И, опять козырнув, направился к своей "канарейке". Но вдруг обернулся, сказал застенчиво:
– А товарищу Политову - мой большой привет...
– Передам, - пообещал Истомин, очень собой довольный, очень довольный собственной памятью, опять - в который уже раз!
– выручившей его, довольный своей удачливостью, своим тонким чутьем, позволяющим ему легко ориентироваться в темном лесу чужой психики. В данном случае милицейской.
Анюты в машине не было. То ли она испугалась капитана Спичкина, то ли вышел временный срок ее пребывания в дороге Москва - Ярославль и она, как собиралась, вернулась к своим расчетам, к своим больным и беременным сотрудникам, но испарилась она из машины как сон, как утренний туман.

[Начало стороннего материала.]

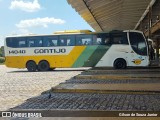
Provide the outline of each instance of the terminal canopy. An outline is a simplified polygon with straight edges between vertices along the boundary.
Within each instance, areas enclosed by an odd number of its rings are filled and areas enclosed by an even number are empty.
[[[68,0],[95,31],[135,29],[153,0]]]

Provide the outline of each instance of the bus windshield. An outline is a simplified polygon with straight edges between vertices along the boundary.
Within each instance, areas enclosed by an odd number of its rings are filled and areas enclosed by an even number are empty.
[[[147,55],[147,44],[142,33],[129,32],[129,39],[134,52],[139,55]]]

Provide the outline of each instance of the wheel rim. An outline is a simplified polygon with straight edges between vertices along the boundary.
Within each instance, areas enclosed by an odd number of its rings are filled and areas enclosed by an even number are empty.
[[[46,69],[46,68],[47,68],[47,65],[46,65],[46,64],[44,64],[44,63],[42,63],[42,64],[41,64],[41,68],[44,70],[44,69]]]
[[[118,67],[118,68],[123,68],[123,66],[124,66],[124,64],[123,64],[122,62],[119,61],[119,62],[117,63],[117,67]]]
[[[42,61],[38,65],[38,70],[39,71],[48,71],[49,70],[49,64],[45,61]]]

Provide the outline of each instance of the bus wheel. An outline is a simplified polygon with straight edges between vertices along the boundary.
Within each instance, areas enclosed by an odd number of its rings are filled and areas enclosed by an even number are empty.
[[[37,69],[37,65],[34,61],[29,61],[26,64],[26,68],[29,72],[35,72]]]
[[[116,69],[125,69],[126,68],[126,61],[124,59],[117,59],[114,61],[114,68]]]
[[[48,71],[50,68],[49,63],[47,61],[41,61],[38,64],[39,71]]]

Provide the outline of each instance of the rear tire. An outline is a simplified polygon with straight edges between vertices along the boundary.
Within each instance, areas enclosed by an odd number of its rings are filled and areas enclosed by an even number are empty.
[[[126,68],[126,61],[124,59],[117,59],[114,61],[114,68],[115,69],[125,69]]]
[[[35,72],[37,69],[37,65],[34,61],[29,61],[26,64],[26,68],[29,72]]]
[[[41,61],[38,64],[39,71],[48,71],[50,69],[49,63],[47,61]]]

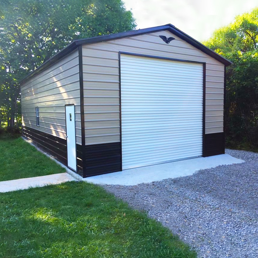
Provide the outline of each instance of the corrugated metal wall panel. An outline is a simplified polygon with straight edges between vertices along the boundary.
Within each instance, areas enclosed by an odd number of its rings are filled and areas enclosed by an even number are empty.
[[[122,55],[123,169],[202,155],[202,64]]]
[[[79,53],[75,50],[21,85],[23,125],[64,139],[64,105],[74,104],[76,142],[81,144]],[[35,108],[39,108],[39,126]]]

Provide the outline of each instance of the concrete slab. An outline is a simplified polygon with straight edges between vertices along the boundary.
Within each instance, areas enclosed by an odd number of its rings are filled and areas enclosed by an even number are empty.
[[[135,185],[142,183],[150,183],[167,178],[189,176],[200,169],[244,162],[228,154],[223,154],[131,168],[115,173],[91,176],[82,180],[100,185]]]
[[[31,187],[45,186],[48,185],[56,185],[76,180],[67,173],[61,173],[42,176],[3,181],[0,182],[0,192],[27,189]]]

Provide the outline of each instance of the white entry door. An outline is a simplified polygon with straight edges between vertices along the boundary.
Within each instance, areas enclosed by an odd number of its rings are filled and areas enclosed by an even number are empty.
[[[76,147],[75,142],[75,122],[74,106],[65,106],[66,140],[67,145],[67,164],[76,171]]]

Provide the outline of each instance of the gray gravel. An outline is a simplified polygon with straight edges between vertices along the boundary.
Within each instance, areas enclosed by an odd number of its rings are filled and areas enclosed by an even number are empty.
[[[198,257],[258,257],[258,153],[226,150],[240,164],[134,186],[105,185],[147,211]]]

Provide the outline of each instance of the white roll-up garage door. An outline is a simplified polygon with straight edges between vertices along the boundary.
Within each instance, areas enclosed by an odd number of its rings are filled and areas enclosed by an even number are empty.
[[[121,54],[123,169],[202,155],[203,67]]]

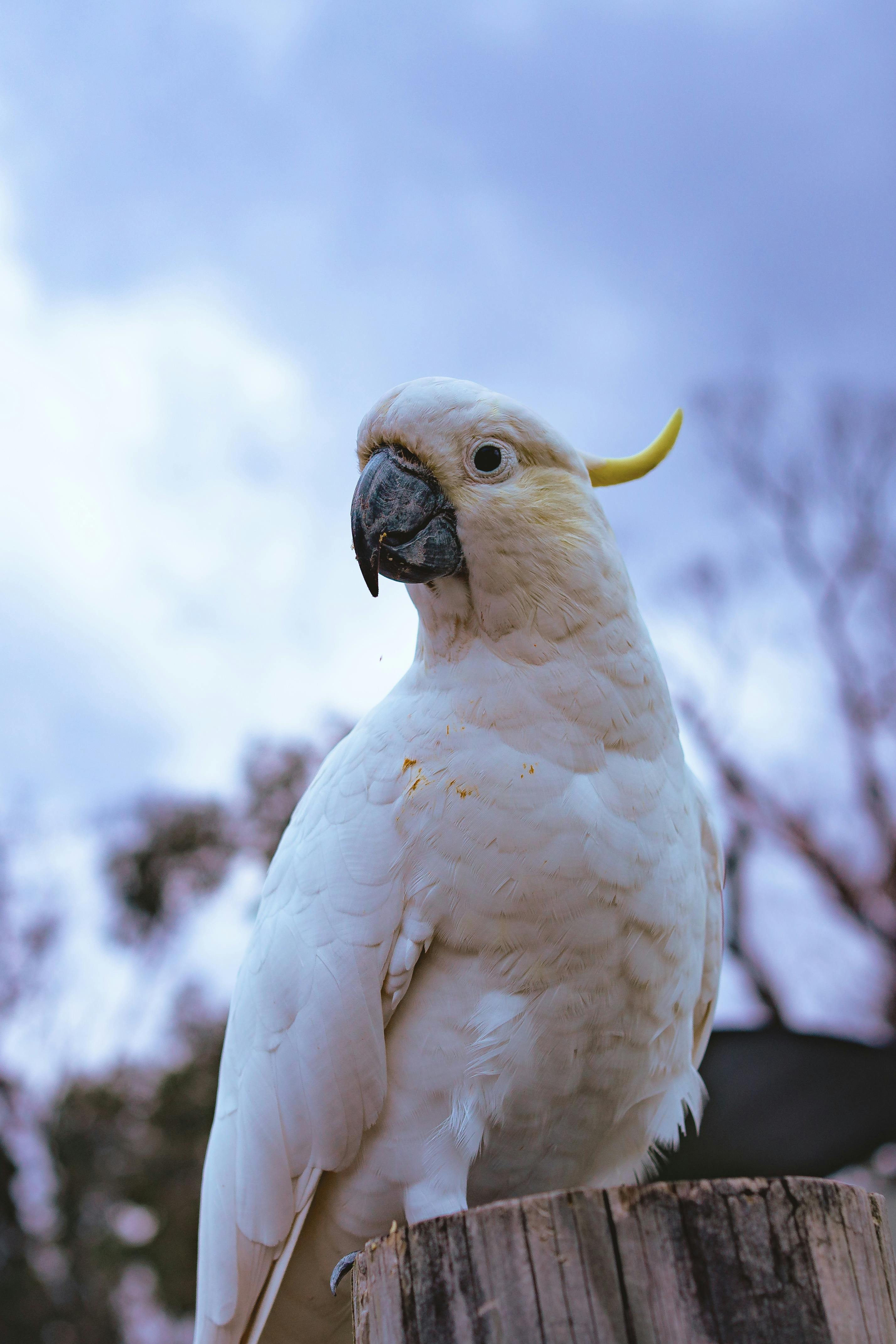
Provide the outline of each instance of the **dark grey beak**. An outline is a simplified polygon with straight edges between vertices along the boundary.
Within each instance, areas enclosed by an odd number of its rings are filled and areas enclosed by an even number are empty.
[[[379,575],[426,583],[463,570],[457,519],[442,487],[403,448],[379,448],[352,500],[352,540],[364,582],[376,597]]]

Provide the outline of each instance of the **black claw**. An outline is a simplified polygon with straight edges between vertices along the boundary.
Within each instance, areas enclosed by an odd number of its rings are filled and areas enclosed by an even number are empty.
[[[333,1273],[329,1277],[329,1290],[333,1294],[333,1297],[336,1297],[336,1289],[339,1288],[340,1281],[345,1278],[345,1275],[348,1274],[349,1269],[352,1267],[359,1255],[360,1251],[349,1251],[348,1255],[343,1255],[341,1261],[339,1261],[339,1263],[336,1265]]]

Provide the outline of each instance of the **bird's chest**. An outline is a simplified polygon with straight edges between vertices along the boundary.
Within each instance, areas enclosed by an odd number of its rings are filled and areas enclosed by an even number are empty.
[[[696,824],[665,757],[595,746],[574,769],[539,746],[537,724],[506,741],[446,722],[407,755],[402,880],[496,989],[602,1030],[623,1007],[607,986],[658,986],[686,956]]]

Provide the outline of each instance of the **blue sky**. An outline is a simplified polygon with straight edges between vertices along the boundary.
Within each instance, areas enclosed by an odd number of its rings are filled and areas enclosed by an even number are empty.
[[[414,621],[348,501],[396,382],[615,453],[708,378],[891,378],[883,0],[0,20],[7,809],[223,786],[249,737],[383,694]],[[649,609],[707,528],[693,434],[672,461],[607,500]]]
[[[892,383],[895,216],[888,0],[0,0],[0,833],[16,918],[67,919],[20,1067],[97,1064],[114,1023],[137,1048],[244,942],[255,872],[148,989],[97,814],[227,790],[249,739],[407,665],[407,595],[373,602],[349,546],[383,391],[470,378],[607,454],[684,405],[604,505],[673,681],[724,692],[676,601],[739,528],[695,390]],[[795,609],[746,563],[729,722],[785,784],[833,780]],[[880,957],[779,855],[754,919],[794,1021],[880,1032]],[[755,1021],[735,972],[725,1020]]]

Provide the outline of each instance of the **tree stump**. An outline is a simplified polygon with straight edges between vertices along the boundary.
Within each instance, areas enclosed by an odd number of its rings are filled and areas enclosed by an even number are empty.
[[[807,1177],[574,1189],[392,1228],[356,1344],[896,1344],[883,1200]]]

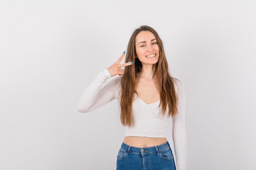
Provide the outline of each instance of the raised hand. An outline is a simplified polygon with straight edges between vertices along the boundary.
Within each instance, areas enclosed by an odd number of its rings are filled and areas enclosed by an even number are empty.
[[[121,55],[117,61],[115,62],[111,66],[107,68],[111,77],[115,76],[116,75],[123,75],[124,70],[121,68],[121,67],[130,66],[133,64],[133,62],[129,62],[121,64],[120,64],[122,61],[123,58],[124,57],[124,55],[125,55],[125,51],[123,53],[122,55]]]

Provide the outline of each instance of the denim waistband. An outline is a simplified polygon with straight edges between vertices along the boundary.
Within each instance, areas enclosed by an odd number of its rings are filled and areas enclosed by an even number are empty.
[[[126,145],[124,142],[121,145],[121,149],[125,150],[127,154],[129,154],[130,152],[141,155],[157,152],[158,155],[159,152],[165,150],[170,148],[170,145],[168,141],[157,146],[146,148],[137,148],[131,146]]]

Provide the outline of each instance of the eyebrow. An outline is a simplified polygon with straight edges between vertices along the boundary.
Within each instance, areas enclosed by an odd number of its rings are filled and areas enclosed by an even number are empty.
[[[151,41],[152,42],[152,41],[154,41],[154,40],[157,40],[157,39],[156,39],[156,38],[155,38],[155,39],[154,39],[151,40]],[[142,41],[142,42],[140,42],[138,44],[138,45],[139,45],[139,44],[140,44],[140,43],[145,43],[145,42],[146,42],[146,41]]]

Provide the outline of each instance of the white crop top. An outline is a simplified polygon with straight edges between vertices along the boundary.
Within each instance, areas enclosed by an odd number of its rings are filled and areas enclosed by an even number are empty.
[[[106,83],[110,77],[106,69],[98,75],[82,95],[77,106],[79,112],[91,112],[114,99],[119,99],[121,76],[115,77]],[[179,104],[178,113],[171,117],[173,139],[177,170],[185,170],[186,135],[185,126],[185,93],[181,83],[177,82],[175,87],[178,94]],[[158,107],[160,101],[147,104],[136,94],[134,96],[132,115],[133,122],[131,126],[125,127],[125,137],[166,138],[168,120],[171,117],[168,117],[166,115],[164,116],[160,113]]]

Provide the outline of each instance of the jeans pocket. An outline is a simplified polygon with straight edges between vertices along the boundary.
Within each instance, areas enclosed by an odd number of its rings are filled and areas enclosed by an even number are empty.
[[[160,156],[162,158],[166,159],[173,159],[173,155],[171,148],[168,148],[166,150],[159,152]]]
[[[123,159],[126,155],[126,152],[124,150],[120,149],[118,151],[118,155],[117,155],[117,160]]]

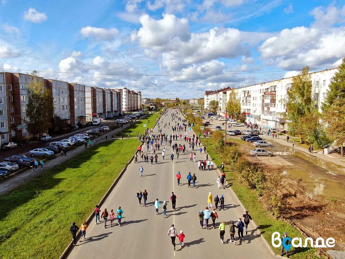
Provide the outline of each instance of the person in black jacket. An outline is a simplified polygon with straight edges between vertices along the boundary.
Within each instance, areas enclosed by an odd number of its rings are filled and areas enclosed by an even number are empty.
[[[76,236],[77,235],[77,232],[79,229],[78,226],[76,225],[76,222],[73,222],[72,223],[72,226],[69,229],[69,231],[72,234],[72,238],[73,239],[73,246],[76,245]]]

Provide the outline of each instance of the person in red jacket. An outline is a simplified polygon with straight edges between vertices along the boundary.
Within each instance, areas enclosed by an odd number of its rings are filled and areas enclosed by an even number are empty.
[[[176,175],[176,177],[177,178],[177,185],[180,185],[180,179],[181,179],[181,174],[179,171],[177,174]]]
[[[183,239],[185,238],[185,234],[183,233],[183,231],[181,230],[180,231],[180,234],[178,235],[177,237],[178,238],[179,240],[180,240],[180,247],[182,247],[185,245],[185,243],[183,242]]]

А может, она и была сном или утренним туманом... Зато на ее месте, на правом сиденье, сидел некто плотный, темно-зеленый, низенький и пыльный, в картонном каком-то сюртучке и полосатых аэробических гольфиках, сам перепоясанный потрескавшимся от времени сыромятным рыжим ремешком. Сидел он, откуда ни возьмись, на правом сиденье, ерзал на нем, подскакивал, гнусно подмигивал Истомину, мерзко подхихикивал, чем-то шуршал бумажно.